If $k$ is any real and $a>1$, prove that there exists a $c>0$ such that for any integer $n\ge 1,$ $$ n^k \le c\cdot a^n $$ To forestall any complaints about the imperative nature of this question, let me give a bit of context. I'm not simply interested in finding a proof; I can give the proof since I can find a suitable value of $c$, given $k$ and $a$. The real question I'm asking is,

How can I provide a proof that students in a 100-level Discrete Mathematics course will understand?

In other words, I expect my students to know pre-calc algebra, but nothing more: no limits, no calculus, so no max/min results, (little or) no understanding of power series, no useful identities like Bernouilli's, and so on. Basically, I can only rely on what they bring from their U.S. high school algebra course.

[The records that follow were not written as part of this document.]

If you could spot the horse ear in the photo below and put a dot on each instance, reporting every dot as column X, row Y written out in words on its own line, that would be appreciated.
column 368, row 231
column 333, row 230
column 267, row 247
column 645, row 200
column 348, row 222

In the past, I've weaseled out by saying that the proof of the very handy result that $n^k=O(a^n)$ is beyond the scope of the course, but when I sat down to update my lecture notes this summer I wondered whether there was some proof that I'd simply missed. Can anyone come up with one?

Answer 1

I have had some success presenting at high-school level telescopic inductive proofs of related results. In particular, I think it is possible to massage the proof below to suitably simple form.

It is simple to prove powers grow faster than polynomials, i.e. $\rm\ c > 1\ \Rightarrow\ c^n > p(n)\ $ for $\rm\ n > n_0.\:$ For such it suffices to show eventually $\rm\ f(n) = c^n/p(n) > 1\:,\: $ or eventually $\rm\ f(n+1)/f(n) > 1 \ $ since, by multiplicative telescopy, $\rm\:f(n)\:$ is a product of these adjacent term ratios, viz.

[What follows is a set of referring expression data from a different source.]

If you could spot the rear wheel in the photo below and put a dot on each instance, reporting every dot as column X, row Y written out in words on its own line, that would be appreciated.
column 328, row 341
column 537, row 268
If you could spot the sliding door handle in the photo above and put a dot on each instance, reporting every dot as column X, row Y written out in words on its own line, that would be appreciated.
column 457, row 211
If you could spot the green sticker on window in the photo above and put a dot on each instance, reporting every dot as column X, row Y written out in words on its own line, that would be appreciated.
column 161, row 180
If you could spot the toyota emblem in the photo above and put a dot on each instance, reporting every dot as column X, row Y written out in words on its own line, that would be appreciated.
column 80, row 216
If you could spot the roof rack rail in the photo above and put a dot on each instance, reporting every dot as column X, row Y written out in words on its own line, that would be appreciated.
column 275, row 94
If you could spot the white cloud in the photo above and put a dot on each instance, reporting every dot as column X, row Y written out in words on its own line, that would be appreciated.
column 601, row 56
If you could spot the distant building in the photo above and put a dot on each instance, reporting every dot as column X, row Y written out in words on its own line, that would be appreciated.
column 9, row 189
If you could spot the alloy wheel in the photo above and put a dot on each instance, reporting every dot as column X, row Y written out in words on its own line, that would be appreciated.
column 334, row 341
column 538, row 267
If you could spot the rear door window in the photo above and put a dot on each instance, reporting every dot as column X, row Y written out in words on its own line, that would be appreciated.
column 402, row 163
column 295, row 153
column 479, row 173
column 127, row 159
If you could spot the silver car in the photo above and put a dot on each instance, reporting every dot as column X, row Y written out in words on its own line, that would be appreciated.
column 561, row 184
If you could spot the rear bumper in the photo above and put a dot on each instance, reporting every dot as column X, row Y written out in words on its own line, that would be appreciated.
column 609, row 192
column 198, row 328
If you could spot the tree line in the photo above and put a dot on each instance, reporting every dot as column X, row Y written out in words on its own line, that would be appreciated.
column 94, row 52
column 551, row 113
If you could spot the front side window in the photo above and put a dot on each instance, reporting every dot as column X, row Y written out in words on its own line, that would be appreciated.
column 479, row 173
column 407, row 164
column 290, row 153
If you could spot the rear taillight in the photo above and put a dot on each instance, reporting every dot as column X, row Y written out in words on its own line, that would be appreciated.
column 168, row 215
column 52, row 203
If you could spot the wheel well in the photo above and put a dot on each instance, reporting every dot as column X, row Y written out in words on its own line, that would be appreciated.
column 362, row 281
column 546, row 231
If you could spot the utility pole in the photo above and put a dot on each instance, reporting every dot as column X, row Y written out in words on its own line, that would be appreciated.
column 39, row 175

$$\rm f(0)\ \prod_{k\:=\:0}^{n-1}\, \frac{f(k+1)}{f(k)}\ = \ \ \color{#C00}{\rlap{--}f(0)}\frac{\color{green}{\rlap{--}f(1)}}{\color{#C00}{\rlap{--}f(0)}}\frac{\color{royalblue}{\rlap{--}f(2)}}{\color{green}{\rlap{--}f(1)}}\frac{\phantom{\rlap{--}f(3)}}{\color{royalblue}{\rlap{--}f(2)}}\, \cdots\, \frac{\color{brown}{\rlap{--}f(n-1)}}{\phantom{\rlap{--}f(n-2)}}\frac{f(n)}{\color{brown}{\rlap{----}f(n-1)}}\ =\ \ f(n) $$

If you view the above cancellation as dynamically collapsing together the cancelling adjacent terms, then it is analogous to collapsing the tubes of handheld telescope into a single tube.

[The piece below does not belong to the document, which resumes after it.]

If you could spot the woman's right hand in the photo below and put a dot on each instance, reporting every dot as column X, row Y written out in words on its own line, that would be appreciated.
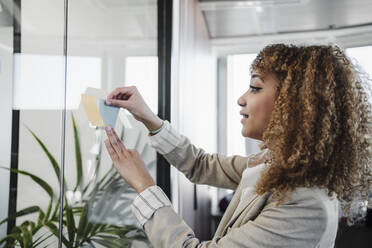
column 130, row 99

But $\rm\ f(k+1)/f(k)\ =\ c\ p(k)/p(k+1)\ \to\ c > 1\ $ as $\rm\ k\to \infty\ $ since for equal degree polynomials $\rm p(x),q(x)\:$ we have $\rm\ lim_{x\to\infty}\: p(x)/q(x) = p_0/q_0 = $ quotient of their leading coefficients, viz.

$$\rm \frac{p_0\ x^d + p_1\ x^{d-1}+\:\cdots\:+p_d}{q_0\ x^d + q_1\ x^{d-1}+\:\cdots\:+q_d}\ =\ \frac{p_0\ + p_1/x +\:\cdots\:+p_d/x^d}{q_0\ + q_1/x +\:\cdots\:+q_d/x^d}\ \to\ \frac{p_0}{q_0}\ \ \ as\ \ \ x\to\infty$$

As I have mentioned here before in many posts, by means of cancelling complicated expressions, telescopy often reduces induction problems to trivialities (here the fact that a product of terms eventually $> 1$ is itself eventually $> 1$). Difficult problems involving hyperrational functions (i.e. $\rm\ f(n+1)/f(n) = $ rational function of $\rm\:n,\:$ such as powers and exponentials) are, after application of telescopy, greatly simplified to trivial problems about rational functions - functions so simple that questions about such can be decided mechanically by algorithms.